Is More Delivery/Takeout on Your Menu? Remove Food Safety Risks—Digitally

When the COVID-19 pandemic began in the U.S., a multi-site restaurant operator with more than 200 locations that was shifting to takeout only decided to evaluate its already robust food safety system.

The company had installed sensors to monitor its 700+ refrigeration units and flag food temperature “incidents” in real time. Doing some forensics into their records, management realized that over a five-month period they had received over 14,000 alerts to potential problems. These alerts had surfaced more than 3,500 potential incidents, spread across almost every location. But the incidents never compromised customers’ safety because the restaurants were able to discover and remediate them in real time.

As other restaurant operators emerge from the worst of the pandemic, amp up their takeout and delivery businesses, and participate in ghost kitchens, they may want to borrow a page from this company’s playbook. As meals are prepared, transported and occasionally reheated in customers’ homes, an endless array of potential safety issues could crop up—without warning or notice. The key to preempting them is to remove the human element from the equation—through technology. 

Extending Staff Capabilities

Humans are inherently limited in what they can observe and control without automation—especially if there are systemic issues spanning multiple locations. The restaurant environment is just too complex. Even if they are monitoring some processes at regular intervals, they are likely missing myriads of hidden issues that can surface from second to second.

For example, another safety conscious concept received several thousand alerts to temperature issues in its walk-in freezers and coolers, involving 400+ locations, over a recent 30-day period. Because of the alerts, the restaurants were able to address the problems in time to keep takeout and delivery customers safe.

Both of the companies referenced are using the Internet of Things (IoT) to connect, analyze and control their equipment. This is empowering them to collect data more frequently; capture and act on problems faster, therefore lowering risk; keep their people watching for anomalies; and document and archive records online to demonstrate that problems are resolved.

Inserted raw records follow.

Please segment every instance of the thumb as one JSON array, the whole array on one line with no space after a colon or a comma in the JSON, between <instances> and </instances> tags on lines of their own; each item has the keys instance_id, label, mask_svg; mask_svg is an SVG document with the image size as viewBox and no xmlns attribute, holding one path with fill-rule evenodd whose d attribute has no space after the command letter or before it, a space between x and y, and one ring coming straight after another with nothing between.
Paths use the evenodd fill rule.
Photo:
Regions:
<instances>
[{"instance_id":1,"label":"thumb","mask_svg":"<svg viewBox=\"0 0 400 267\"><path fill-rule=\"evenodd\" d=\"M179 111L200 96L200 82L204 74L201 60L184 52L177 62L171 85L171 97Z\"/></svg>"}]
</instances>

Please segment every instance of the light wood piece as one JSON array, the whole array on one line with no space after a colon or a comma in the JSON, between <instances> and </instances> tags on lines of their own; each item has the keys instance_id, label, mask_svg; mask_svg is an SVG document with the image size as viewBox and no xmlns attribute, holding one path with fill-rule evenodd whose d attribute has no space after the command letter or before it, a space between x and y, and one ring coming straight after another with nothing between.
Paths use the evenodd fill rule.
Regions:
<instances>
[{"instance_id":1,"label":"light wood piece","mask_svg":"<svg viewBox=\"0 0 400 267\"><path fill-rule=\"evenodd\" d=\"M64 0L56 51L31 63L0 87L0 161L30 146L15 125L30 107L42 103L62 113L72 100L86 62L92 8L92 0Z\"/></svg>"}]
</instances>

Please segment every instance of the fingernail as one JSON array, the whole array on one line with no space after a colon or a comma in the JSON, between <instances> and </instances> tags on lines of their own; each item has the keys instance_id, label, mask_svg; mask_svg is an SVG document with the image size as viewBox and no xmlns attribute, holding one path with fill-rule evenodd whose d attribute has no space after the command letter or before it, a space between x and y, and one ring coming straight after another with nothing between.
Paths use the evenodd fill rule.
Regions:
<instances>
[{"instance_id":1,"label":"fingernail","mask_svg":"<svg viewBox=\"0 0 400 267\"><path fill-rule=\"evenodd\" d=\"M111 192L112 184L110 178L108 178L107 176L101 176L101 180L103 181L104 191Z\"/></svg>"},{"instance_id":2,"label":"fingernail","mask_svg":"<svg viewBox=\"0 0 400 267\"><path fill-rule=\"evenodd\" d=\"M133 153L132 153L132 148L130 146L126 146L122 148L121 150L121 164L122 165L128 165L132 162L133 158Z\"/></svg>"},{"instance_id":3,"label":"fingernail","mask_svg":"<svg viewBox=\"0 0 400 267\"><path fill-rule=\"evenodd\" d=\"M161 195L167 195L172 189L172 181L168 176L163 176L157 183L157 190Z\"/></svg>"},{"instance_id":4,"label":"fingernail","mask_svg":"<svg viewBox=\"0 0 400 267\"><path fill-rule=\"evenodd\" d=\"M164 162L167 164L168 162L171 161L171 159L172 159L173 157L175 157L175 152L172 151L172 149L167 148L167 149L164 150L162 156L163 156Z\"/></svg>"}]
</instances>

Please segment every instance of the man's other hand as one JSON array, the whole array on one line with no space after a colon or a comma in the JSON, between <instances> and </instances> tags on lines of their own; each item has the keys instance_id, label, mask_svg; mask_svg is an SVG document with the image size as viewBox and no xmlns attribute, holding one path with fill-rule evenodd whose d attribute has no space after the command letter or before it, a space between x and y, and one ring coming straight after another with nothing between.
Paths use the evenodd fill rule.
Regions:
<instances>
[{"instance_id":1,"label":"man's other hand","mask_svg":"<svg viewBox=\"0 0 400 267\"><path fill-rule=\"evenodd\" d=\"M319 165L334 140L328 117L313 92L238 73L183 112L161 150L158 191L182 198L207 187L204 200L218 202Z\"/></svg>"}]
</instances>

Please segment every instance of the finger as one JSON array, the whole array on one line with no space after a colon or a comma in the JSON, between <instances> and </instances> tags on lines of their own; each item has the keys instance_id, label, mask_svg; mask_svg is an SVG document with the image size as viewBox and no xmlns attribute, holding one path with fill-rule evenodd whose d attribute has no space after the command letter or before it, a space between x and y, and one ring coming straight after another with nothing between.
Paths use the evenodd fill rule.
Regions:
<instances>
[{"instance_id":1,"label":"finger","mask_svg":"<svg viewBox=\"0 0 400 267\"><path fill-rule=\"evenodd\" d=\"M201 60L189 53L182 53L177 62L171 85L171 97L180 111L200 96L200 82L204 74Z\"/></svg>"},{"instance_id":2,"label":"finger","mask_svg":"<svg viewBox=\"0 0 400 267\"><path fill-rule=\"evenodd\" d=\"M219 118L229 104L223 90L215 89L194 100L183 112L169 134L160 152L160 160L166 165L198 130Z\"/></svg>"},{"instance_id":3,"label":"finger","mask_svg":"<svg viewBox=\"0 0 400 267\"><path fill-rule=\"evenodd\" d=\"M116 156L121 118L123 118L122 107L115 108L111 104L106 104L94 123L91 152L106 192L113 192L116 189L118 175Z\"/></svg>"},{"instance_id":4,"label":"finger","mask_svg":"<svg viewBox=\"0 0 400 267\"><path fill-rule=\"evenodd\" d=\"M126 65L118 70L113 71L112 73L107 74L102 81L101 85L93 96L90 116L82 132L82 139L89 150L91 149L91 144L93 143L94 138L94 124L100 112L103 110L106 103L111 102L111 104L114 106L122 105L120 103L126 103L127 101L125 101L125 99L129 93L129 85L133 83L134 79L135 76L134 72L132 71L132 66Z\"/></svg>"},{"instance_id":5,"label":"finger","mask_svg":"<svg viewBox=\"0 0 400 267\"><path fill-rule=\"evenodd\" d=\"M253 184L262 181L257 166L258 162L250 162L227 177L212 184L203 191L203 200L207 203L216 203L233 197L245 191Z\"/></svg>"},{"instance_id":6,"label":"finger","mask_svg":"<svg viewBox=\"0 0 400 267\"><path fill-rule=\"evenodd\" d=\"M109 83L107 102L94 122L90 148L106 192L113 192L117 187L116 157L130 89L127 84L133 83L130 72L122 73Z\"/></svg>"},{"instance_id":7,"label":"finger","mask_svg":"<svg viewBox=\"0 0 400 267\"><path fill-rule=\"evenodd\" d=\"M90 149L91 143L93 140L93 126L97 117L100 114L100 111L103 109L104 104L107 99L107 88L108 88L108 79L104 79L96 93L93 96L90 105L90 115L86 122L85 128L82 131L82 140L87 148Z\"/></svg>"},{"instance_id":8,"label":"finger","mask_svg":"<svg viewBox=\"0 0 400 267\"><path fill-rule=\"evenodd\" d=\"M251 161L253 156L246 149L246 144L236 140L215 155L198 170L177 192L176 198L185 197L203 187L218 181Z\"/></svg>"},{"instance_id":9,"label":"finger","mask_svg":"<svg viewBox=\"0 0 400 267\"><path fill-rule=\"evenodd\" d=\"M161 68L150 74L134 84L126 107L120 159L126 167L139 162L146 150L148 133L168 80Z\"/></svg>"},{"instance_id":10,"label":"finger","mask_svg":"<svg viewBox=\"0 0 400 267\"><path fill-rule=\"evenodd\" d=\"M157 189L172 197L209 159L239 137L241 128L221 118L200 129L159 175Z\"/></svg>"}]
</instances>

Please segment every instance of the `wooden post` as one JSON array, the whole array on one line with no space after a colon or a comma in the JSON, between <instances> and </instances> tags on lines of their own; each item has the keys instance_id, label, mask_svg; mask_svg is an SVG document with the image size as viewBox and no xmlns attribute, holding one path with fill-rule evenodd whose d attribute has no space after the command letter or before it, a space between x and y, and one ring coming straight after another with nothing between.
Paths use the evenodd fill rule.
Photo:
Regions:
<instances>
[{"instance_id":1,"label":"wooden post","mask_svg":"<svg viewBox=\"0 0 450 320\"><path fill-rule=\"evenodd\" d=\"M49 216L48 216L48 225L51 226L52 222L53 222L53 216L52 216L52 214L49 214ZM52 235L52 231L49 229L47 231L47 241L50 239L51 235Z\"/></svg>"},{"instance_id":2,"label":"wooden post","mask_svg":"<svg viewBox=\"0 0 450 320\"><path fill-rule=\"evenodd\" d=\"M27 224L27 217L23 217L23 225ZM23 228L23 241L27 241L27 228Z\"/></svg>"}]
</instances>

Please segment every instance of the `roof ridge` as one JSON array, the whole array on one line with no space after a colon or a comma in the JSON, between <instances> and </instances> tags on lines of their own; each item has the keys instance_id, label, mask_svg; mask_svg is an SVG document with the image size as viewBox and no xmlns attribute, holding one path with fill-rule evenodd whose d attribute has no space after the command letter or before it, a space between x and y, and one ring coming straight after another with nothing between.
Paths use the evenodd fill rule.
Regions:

IoT technologies enable restaurants to connect virtually any equipment—from refrigerators and ovens to fryers and dish machines—and monitor and “talk to” their equipment in real time, through an online interface or mobile app. In addition, they can receive real-time alerts on potential problems, and these alerts can be escalated to management if issues are not being addressed. Having these extra eyes and ears enables restaurant management to notice patterns – and even identify “frequent flyers” (sites that are regularly experiencing particular issues).

Enabling the Agile Kitchen and More

What kinds of data should multi-site restaurant companies be watching? To maximize takeout/delivery safety, they need to be aware of:

  • Exceptions/deviations from standard processes: For example, another restaurant group using IoT technology is alerted when meat has started the cooking process before being fully defrosted, enabling them to discard the food before any customers become ill. 
  • Problems with recipe changes: Being able to rapidly change menus/recipes is a competitive advantage—all the more true in a Ghost Kitchen. Automating recipe distribution, so that ingredients are accurate and recipes fully understood, can ensure product quality and safety.
  • Glitches with equipment operations: Is the water hot enough for a dishwasher’s final rinse cycle? Is the detergent consistently at the right level? Are ovens heating fast and fully enough—or is a restaurant in danger of sending out chicken that’s crispy outside but raw in the middle? Do refrigerators need to be set lower before the milk in customers’ coffee to go starts to curdle?
  • Other safety issues:  Automating all food safety-related tasks and HACCP reporting not only minimizes errors and reduces risk, but also frees up staff time to focus on other critical issues.

The bottom line is that as restaurants add more takeout and delivery to their plates— and as they see a return of guests to their dining areas—they need to take food safety risks off the table. Automating temperature monitoring and the performance of other safety-related tasks can not only turn up hidden issues as they surface and reduce mistakes; it can lay the foundation for strong growth as the economic recovery accelerates.